This will be a post about aspects of this virus I am deeply interested, in the first one, and I hinted about it quite a few times. Recombination.
Finally, some real-world evidence of something a lot of “experts” didn’t think was possible. Except for Ralph Baric…
Evidence for SARS-CoV-2 Delta and Omicron co-infections and recombination
Between November 2021 and February 2022, SARS-CoV-2 Delta and Omicron variants co-circulated in the United States, allowing for co-infections and possible recombination events. We sequenced 29,719 positive samples during this period and analyzed the presence and fraction of reads supporting mutations specific to either the Delta or Omicron variant. Our sequencing protocol uses hybridization capture and is thus less subject to artifacts observed in amplicon-based approaches that may lead to spurious signals for recombinants. We identified 20 co-infections, one of which displayed evidence of a low recombinant viral population. We also identified two independent cases of infection by a Delta-Omicron recombinant virus, where 100% of the viral RNA came from one clonal recombinant. In both cases, the 5’-end of the viral genome was from the Delta genome, and the 3’-end from Omicron, though the breakpoints were different. Delta-Omicron recombinant viruses were rare, and there is currently no evidence that the two Delta-Omicron recombinant viruses identified are more transmissible between hosts compared to the circulating Omicron lineages.
Our study demonstrates the existence of co-infections, the presence of a recombinant population in at least one of these co-infections, and the existence of two infections consisting almost entirely of multiple copies of a recombinant virus. However, the mechanism by which a recombinant virus comes to dominate an infection remains somewhat of a puzzle. One possibility is that the two infections that contain only recombinant virus were themselves seeded by a recombinant virus. This implies that in their respective ancestral co-infections, the two recombinant viruses each rose to a high enough fraction to be transmitted during an exposure and were able to establish an infection in a new host. Yet, despite transmitting to a new host at least once, the transmission chain was not sustained; we have not observed any more of these recombinants in our sequencing data. The other possibility is that these two infections began as co-infections and that the recombinant viral population then completely outcompeted the Delta and Omicron populations within the host. Yet, it seems unlikely that Delta and Omicron can be completely cleared from a host, while leaving the recombinant virus population intact. Either way, in both scenarios, the recombinant did not appear to have an increased ability to transmit between hosts compared to co-circulating Omicron variants. There are parallels here with HIV-1, where chronic infection and host immune response leads to extensive within-host diversity of the virus, but the genotypes of the virus that ultimately seed new infections are from a much narrower set of viral types
This paper is rather complex unless you have a good understanding of molecular biology, and genetics, so I will skip the boring part. Unlike some previous statements of recombination, which were merely artifacts, the authors went to quite a great length to prove that recombination within infected individuals does happen.

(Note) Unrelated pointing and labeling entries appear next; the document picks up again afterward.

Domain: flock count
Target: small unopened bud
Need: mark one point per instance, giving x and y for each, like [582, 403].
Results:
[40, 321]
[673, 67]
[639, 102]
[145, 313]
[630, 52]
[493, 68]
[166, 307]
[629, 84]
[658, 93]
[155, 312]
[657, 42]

So far the rate of recombination is fairly low, but still, it did happen and can lead to new variants. One of the arguments is that the recombinant viruses might arise from a coinfection (getting infected with both Delta and Omicron in this particular case), and give rise to a recombinant variant. Recombinants don’t transmit as normal lineage, but, just read the bold part.
We are back again at my argument. Insane back then, most likely by the day now, of chronic infections, which also leads to an argument by a brilliant scientist I know. Immuno-compromised hosts are genetic dead ends for transmission, but not for recombination, the virus will adapt to stay alive either way. The problem is the immune roller coaster in said patients, at some point they might transmit the recombinant variant.
Is this a concern right now ? Clearly not, but it will be within 12 months, not systemic, not globally I expect, but it will. And maybe next year, maybe in 5 years, I will be proved right. Covid, under specific conditions, is like EBV and other chronic pathogens.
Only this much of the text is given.